ABOUT THE ARTIST Spencer Finch (b. 1962, New Haven, Connecticut) lives and works in Brooklyn. Having exhibited extensively internationally, his solo shows and projects include Ulysses, Marfa Contemporary, Texas (2014); Colour/Temperature, Hanes Gallery, Wake Forest University, Winston-Salem, NC (2014); Spencer Finch: Yellow, Montclair Art Museum, Montclair, NJ (2014); A Certain Slant of Light, The Morgan Library & Museum, New York (2014); The Skies can’t keep their secret, Turner Contemporary, Margate, UK (2014); Painting Air, Rhode Island School of Design Museum of Art, Providence, RI (2012); Lunar, The Art Institute of Chicago (2011); Rome, Museum of Contemporary Art San Diego, La Jolla, CA (2011); Between the light – and me, Emily Dickinson Museum, Amherst, MA (2011); My Business, With the Cloud, Corcoran Gallery of Art, Washington, DC (2010); Evening Star, Pallant House, Chichester, UK (2010); Between The Moon and The Sea, Frac des Pays de la Loire, Carquefou, France (2010); and As if the sea 3 of 3 should part and show a further sea, Queensland Gallery of Modern Art, Brisbane, Australia (2009). He has taken part in numerous group exhibitions including Light and Landscape, Storm King Art Center, Mountainville, New York (2012); NEON, La material luminosa dell’arte, MACRO, Rome (2012); More Light, Museum De Fundatie, Zwolle, The Netherlands (2011); Haunted: Contemporary Photography/Video/Performance, Solomon R. Guggenheim Museum, New York (2010); Making Worlds: 53rd International Art Exhibition, La Biennale di Venezia (2009); 50 Moons of Saturn, Turin Triennial (2008); Refract, Reflect, Project: Light Work from the Collection, Hirshhorn Museum, Washington D.C. (2007); Light Art from Artificial Light, ZKM Karlsruhe, Germany (2005); and Colour After Klein, Barbican Art Gallery, London (2005). His work can be found in the collections of the Hirshhorn Museum and Sculpture Garden in Washington, D.C.; the High Museum of Art in Atlanta, GA; the Museum für Moderne Kunst in Frankfurt, Germany; the Museum of Contemporary Art in Chicago, IL; and the Solomon R. Guggenheim Museum in New York. Spencer Finch is represented by James Cohan Gallery in New York, Lisson Gallery in London, Galerie Nordenhake in Berlin, and Rhona Hoffman Gallery in Chicago.

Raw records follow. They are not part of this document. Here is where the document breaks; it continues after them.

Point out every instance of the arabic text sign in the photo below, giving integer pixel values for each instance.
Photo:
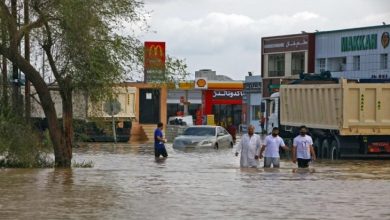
(227, 94)
(285, 44)
(154, 60)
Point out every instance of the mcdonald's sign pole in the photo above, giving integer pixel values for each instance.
(154, 61)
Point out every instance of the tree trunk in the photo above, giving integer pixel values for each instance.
(61, 153)
(27, 102)
(67, 117)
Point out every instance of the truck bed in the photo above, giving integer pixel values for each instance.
(349, 107)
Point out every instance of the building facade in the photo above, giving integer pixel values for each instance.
(357, 53)
(285, 57)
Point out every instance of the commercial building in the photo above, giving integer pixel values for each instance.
(285, 57)
(221, 98)
(356, 53)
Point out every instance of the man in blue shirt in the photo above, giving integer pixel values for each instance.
(159, 147)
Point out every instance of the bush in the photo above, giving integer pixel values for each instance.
(21, 145)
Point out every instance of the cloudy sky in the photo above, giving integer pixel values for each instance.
(225, 35)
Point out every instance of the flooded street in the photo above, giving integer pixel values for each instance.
(127, 183)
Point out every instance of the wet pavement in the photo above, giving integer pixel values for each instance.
(127, 183)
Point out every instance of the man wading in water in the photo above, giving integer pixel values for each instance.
(159, 147)
(303, 150)
(249, 147)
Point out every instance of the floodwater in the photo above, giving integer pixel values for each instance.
(127, 183)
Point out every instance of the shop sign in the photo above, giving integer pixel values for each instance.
(252, 86)
(285, 44)
(201, 83)
(227, 94)
(154, 61)
(385, 39)
(359, 42)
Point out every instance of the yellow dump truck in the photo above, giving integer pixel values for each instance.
(345, 119)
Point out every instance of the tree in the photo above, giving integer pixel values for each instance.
(84, 50)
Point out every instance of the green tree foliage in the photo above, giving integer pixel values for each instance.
(85, 49)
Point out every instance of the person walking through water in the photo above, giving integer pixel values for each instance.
(303, 150)
(271, 146)
(249, 147)
(159, 140)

VISITING THE EXHIBITION With a focus on exhibitions featuring new commissions, past Public Art Fund exhibitions at MetroTech Commons have included artists like Vito Acconci, Martin Basher, Chakaia Booker, Matthew Day Jackson, Esther Kläs, Ryan McGinness, Dave McKenzie, Jason Middlebrook, Adam Pendleton, Erin Shirreff, Valeska Soares, Do-Ho Suh, Katharina Grosse, Sam Falls, and most recently, Hank Willis Thomas. MetroTech Commons is located in Downtown Brooklyn between Jay Street and Flatbush Avenue at Myrtle Avenue. Viewing hours are dawn to dusk daily. Subways: A, C, F, R to Jay Street – MetroTech, exit at Myrtle Promenade. SUPPORT Spencer Finch: Lost Man Creek at MetroTech Commons is part of an ongoing program organized by Public Art Fund, and sponsored by MetroTech Commons Associates and MetroTech companies including Forest City Ratner Companies, JPMorganChase, National Grid, WellChoice, and Polytechnic Institute of New York University. Special thanks to Forest City Ratner Companies and First New York Partners. Special assistance generously provided by Kolkowitz Kusske | ALA. This exhibition is also supported in part by public funds from the New York City Department of Cultural Affairs in partnership with the City Council.
ABOUT PUBLIC ART FUND As the leader in its field, Public Art Fund brings dynamic contemporary art to a broad audience in New York City and beyond by mounting ambitious free exhibitions of international scope and impact that offer the public powerful experiences with art and the urban environment.